Hab mich ein wenig umgesehen und wollte mal von euch ein paar Meinungen/Vorschläge/Tipps etc hören.
Würde mich um Rückmeldungen freuen.
Hier einmal meine Vorstellung von dem was ich gefunden habe.

CPU :                            Intel® Xeon® Prozessor E3-1231V3, CPU
Mainboard :             Asus H81-PLUS
Grafikkarte :            Sapphire R9 280 OC Dual-X Boost
Arbeitsspeicher :  GeIL DIMM 8 GB DDR3-1600 Kit

Mein Netzteil würde ich gerne weiter verwenden, bin mir jedoch nicht sicher, ob es ausreicht. Ich habe ein  "Enermax PRO82+ 425W"
Mein Budget liegt bei ca. 500€ 

Danke bereits für Meinungen.

MfG


----------



## Peacemaker-666 (29. Juli 2014)

Ich würde sicherheitshalber ein neues Netzteil kaufen, das mit den 425 Watt könnte eng werden. Habe jetzt mal einen Warenkorb für 584€ zusammengestellt, du kannst ja durch den Verkauf der alten Komponenten noch ein bisschen was rausholen.


----------



## Herbboy (29. Juli 2014)

knutknuelle schrieb:


> Hallo Leute.
> Da mein PC der mit stets treue Dienste leistet (bis jetzt) nun schon etwas in die Jahre gekommen ist, ist es für mich an der Zeit mal wieder frisches Blut reinzupumpen.
> Hab mich ein wenig umgesehen und wollte mal von euch ein paar Meinungen/Vorschläge/Tipps etc hören.
> Würde mich um Rückmeldungen freuen.
> ...


 da kann es sein, dass die CPU nicht läuft, wenn das Board bei dem Shop schon eine Weile auf Lager war und es noch kein neues BIOS hat. Denn der H81-Chipsatz stammt aus der Zeit, BEVOR der E3-1231v3 rauskam. Per BIOS-Update läuft der zwar auf dem Board, aber wenn es das neue BIOS noch nicht hat, KANN es sein, dass der PC nicht startet. Du hast 3 Möglichkeiten: 1) Nachfragen, welches BIOS das Board bei Deinem Shop hat 2) den E3-1230v3 nehmen, weil es den schon länger gibt und er nicht merkbar schlechter ist oder 3) ein Board mit dem neuen H97 oder Z97 Chipsatz nehmen.

Das Netzteil MÜSSTE reichen, da Board und CPU nur maximal ca 110W brauchen, die Sapphire R9 280 braucht maximal 180W. Also an sich keine 300W im maximum.
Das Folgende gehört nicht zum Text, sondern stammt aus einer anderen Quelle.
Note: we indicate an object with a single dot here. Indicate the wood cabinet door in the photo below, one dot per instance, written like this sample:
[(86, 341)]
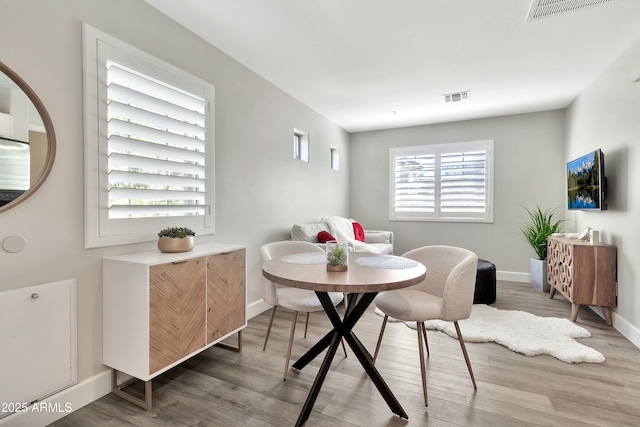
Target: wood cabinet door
[(226, 304), (177, 312)]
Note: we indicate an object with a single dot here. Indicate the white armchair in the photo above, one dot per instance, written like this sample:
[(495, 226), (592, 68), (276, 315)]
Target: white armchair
[(376, 241)]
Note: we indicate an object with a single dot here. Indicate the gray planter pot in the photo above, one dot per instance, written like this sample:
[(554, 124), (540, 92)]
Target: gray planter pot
[(538, 274)]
Das Netzteil ist sehr effizient, ist von den Steckern her für die Grafikkarte geeignet ist, und die Watt sind auch gut verteilt. Sicherer wäre ein neues Netzteil, aber es müsste wie gesagt reichen. 
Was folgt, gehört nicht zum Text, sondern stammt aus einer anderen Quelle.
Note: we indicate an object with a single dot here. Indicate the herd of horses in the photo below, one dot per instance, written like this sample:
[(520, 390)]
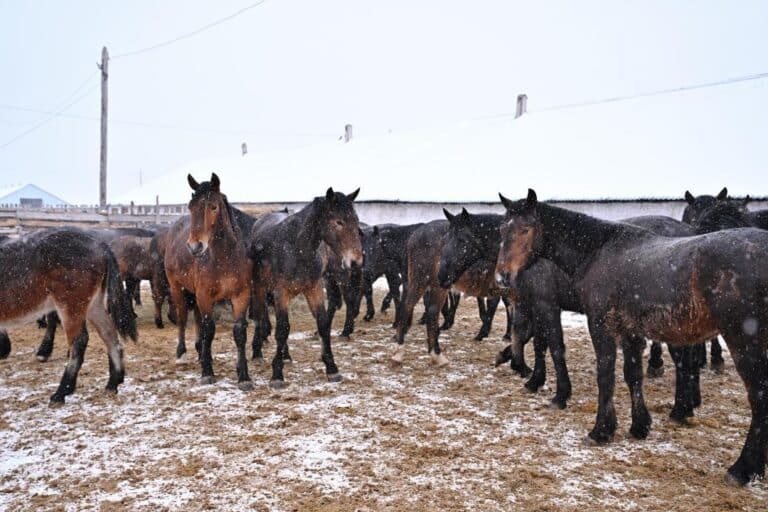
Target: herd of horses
[(644, 278)]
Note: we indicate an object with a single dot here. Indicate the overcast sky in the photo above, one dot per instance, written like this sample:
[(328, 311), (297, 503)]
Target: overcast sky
[(292, 72)]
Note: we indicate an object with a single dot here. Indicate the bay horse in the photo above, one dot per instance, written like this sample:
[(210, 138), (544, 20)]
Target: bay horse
[(543, 291), (76, 274), (206, 257), (284, 249), (634, 284), (424, 251)]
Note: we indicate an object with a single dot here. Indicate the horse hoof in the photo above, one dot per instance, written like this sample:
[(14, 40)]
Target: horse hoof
[(438, 360), (55, 403), (736, 478), (245, 385), (277, 385), (558, 404), (655, 371)]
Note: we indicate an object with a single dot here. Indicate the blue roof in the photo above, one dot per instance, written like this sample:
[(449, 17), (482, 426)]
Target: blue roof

Dein Gehäuse ist aber groß genug für die Karte? Nur um sicherzugehen...  und wo wolltest du bestellen?


----------



## knutknuelle (29. Juli 2014)

Habe ein Thermaltake Armor Gehäuse 


			Dieser Inhalt steht nur eingeloggten Mitgliedern zur Verfügung.
        

 
Somit sollte es von der Größe ausreichend sein.
Habe noch keinen Preisvergleich gemacht, da ich erst Infos wegen Netzteil und den anderen Komponenten haben wollte.


----------



## Herbboy (29. Juli 2014)

Also, per pcgh-Preisvergleich bieten sich mindfactory und hardwareversand zB bei den meisten Dingen an, wobei Du bei letzterem Shop auch wirklich den Link des Preisvergleichs nutzen solltest.

Mit nem wirklich passenden Board wird es dann zwar etwas über 500€ gehen, aber das lohnt sich auch. Beim RAM kannst Du auch nach anderem schauen: DDR3-1600 und 1,5 Volt - der Rest ist an sich egal.


----------



## Peacemaker-666 (29. Juli 2014)

Ich habe mich mal an dem PSU Calculator von Enermax gehalten, da der recht zuverlässige Werte ausspuckt. Da komme ich bei der Konfiguration mit einem Laufwerk, einer SSD und zwei HDDs auf 410 Watt. Daher meine Bedenken. 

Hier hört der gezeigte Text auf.